Par Estelle Boutheloup
Les images et vidéos choc avaient, dès 2015, fait le tour des réseaux sociaux. Chaque année, entre 45 et 50 millions de poussins mâles sont broyés ou gazés à la naissance : eh oui, un poussin qui ne pond pas d’œufs n’est pas rentable ! « Cette pratique mondiale est liée au développement de l’élevage de volailles de chair et l’élevage de poules pondeuses pour nourrir les populations au lendemain de la Seconde Guerre », explique Guillaume Chaumet, secrétaire général du CNPO (Comité national pour la promotion de l’œuf). Mais depuis l’industrialisation intensive de l’élevage des poules pondeuses, les poussins mâles – dont la capacité à grossir rapidement pour faire la viande est trop faible – sont d’office écartés pour éviter aux éleveurs de les nourrir à perte : « Quand une poule pond beaucoup d’œufs c’est au détriment des autres critères. »
Ovosexage dès l’embryon
Mais depuis le 1er janvier, l’interdiction de cette pratique est en vigueur en France, 1er pays producteur européen avec 15,7 milliards d’œufs : une première au monde avec l’Allemagne. « En 2017, des plans de filière et des programmes de recherche ont bien été lancés pour trouver des solutions. Mais souvent, des solutions trop coûteuses dont il n’y avait pas de financements possibles. » Ainsi désormais, le sexage du poussin se fera au stade embryonnaire vers 12-13 jours d’incubation (ovosexage). Un vrai bouleversement pour les cinq couvoirs de France (un site d’élevage de reproducteurs du Loiret n’a pas souhaité s’exprimer à ce sujet pour le moment) qui devront s’équiper de nouveaux bâtiments et de nouvelles machines IRM ou spectromètres : les œufs mâles seront ainsi écartés et les œufs femelles retourneront en incubateur.
Une trahison pour L214
Pour accompagner les couvoirs dans leurs investissements, l’État financera 10,5 millions d’euros. De son côté, le CNPO prendra en charge une partie des coûts induits (leasing…) et « un accord interprofessionnel du 27 décembre 2022 oblige le distributeur à reverser une cotisation au centre d’emballage, soit environ 59 centimes d’euros pour cent œufs », précise Maxime Chaumet. Un engagement du Gouvernement et des professionnels de la filière salué par les associations animalistes avec un bémol toutefois : « Cet ovosexage avant que l’embryon ne soit sensible est une bonne chose, mais l’interdiction concerne les poules rousses et pas encore les poules blanches, souligne Brigitte Gothière, cofondatrice de L214. Ce sont encore 8,5 jeunes poussins tués par gazage. Pour nous ça reste une espèce de trahison. » Et de poursuivre : « Le sexage des canetons femelles demeure encore un problème en France, pays leader dans la production de foie gras. Et la loi ne concerne pas ces canetons femelles dont quelque 10-12 millions sont éliminés par an. »

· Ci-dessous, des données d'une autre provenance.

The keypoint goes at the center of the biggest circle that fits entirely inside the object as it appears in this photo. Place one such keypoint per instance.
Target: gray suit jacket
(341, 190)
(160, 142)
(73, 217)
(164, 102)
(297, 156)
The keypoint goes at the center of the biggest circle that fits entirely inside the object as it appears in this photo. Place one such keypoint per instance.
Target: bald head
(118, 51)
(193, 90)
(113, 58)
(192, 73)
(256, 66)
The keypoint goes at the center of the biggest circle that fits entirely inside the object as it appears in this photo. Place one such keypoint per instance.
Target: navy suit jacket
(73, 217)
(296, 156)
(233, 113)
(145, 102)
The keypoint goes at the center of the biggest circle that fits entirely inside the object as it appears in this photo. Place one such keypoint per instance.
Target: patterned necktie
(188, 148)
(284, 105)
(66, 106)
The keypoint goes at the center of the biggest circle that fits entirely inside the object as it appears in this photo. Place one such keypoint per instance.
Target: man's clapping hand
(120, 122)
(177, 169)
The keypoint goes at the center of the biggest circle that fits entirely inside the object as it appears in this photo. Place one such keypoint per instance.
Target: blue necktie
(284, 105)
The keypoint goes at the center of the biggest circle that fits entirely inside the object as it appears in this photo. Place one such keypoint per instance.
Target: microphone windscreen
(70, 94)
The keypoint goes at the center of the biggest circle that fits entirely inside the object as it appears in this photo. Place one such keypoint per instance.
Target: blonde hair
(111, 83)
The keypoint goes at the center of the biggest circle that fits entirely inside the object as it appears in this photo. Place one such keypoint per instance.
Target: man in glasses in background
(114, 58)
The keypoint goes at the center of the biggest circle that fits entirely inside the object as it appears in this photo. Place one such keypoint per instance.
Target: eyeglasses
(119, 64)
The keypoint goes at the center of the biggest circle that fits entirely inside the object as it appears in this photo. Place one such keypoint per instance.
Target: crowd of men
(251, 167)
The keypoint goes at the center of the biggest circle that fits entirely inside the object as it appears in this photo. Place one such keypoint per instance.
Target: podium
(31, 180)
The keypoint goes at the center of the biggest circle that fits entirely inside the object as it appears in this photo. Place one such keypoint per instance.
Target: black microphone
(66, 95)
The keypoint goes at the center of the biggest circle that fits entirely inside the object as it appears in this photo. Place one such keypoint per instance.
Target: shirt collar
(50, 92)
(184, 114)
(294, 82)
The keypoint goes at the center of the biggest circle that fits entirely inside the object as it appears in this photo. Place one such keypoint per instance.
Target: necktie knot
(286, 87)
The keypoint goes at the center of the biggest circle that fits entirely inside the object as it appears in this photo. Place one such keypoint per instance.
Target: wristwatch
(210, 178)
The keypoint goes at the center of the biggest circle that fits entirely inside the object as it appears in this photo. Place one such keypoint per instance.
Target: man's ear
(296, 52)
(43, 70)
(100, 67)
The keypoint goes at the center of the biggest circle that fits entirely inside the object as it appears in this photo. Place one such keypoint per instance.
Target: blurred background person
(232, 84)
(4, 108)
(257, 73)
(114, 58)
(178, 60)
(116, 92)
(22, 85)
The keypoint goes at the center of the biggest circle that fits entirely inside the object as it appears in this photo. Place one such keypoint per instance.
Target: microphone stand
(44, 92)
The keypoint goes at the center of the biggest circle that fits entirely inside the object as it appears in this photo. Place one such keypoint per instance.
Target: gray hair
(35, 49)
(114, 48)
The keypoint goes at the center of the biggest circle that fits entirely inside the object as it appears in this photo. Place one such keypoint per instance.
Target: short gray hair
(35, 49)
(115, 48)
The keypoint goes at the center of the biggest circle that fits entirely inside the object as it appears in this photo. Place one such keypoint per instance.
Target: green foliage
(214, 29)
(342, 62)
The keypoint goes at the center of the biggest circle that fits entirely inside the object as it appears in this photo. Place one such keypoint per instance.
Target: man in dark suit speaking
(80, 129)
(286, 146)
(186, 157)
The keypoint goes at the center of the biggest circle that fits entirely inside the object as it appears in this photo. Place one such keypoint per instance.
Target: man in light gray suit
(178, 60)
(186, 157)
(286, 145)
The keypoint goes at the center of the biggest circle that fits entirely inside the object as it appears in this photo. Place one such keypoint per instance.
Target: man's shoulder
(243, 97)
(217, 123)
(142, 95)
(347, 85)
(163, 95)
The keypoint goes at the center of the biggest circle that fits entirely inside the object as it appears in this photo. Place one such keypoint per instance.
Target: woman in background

Après la création du code imprimé sur les œufs en 2004 dans toute l’Union européenne, ou encore l’engagement de la filière en 2016 à dépasser 50 % de poules élevées en systèmes alternatifs à la cage, cette interdiction marque une nouvelle petite révolution jamais vécue dans la profession, selon le secrétaire général du CNPO. De quoi répondre aux attentes sociétales des consommateurs, de plus en plus soucieux du bien-être animal, alors que chaque Français consomme 118 œufs par an.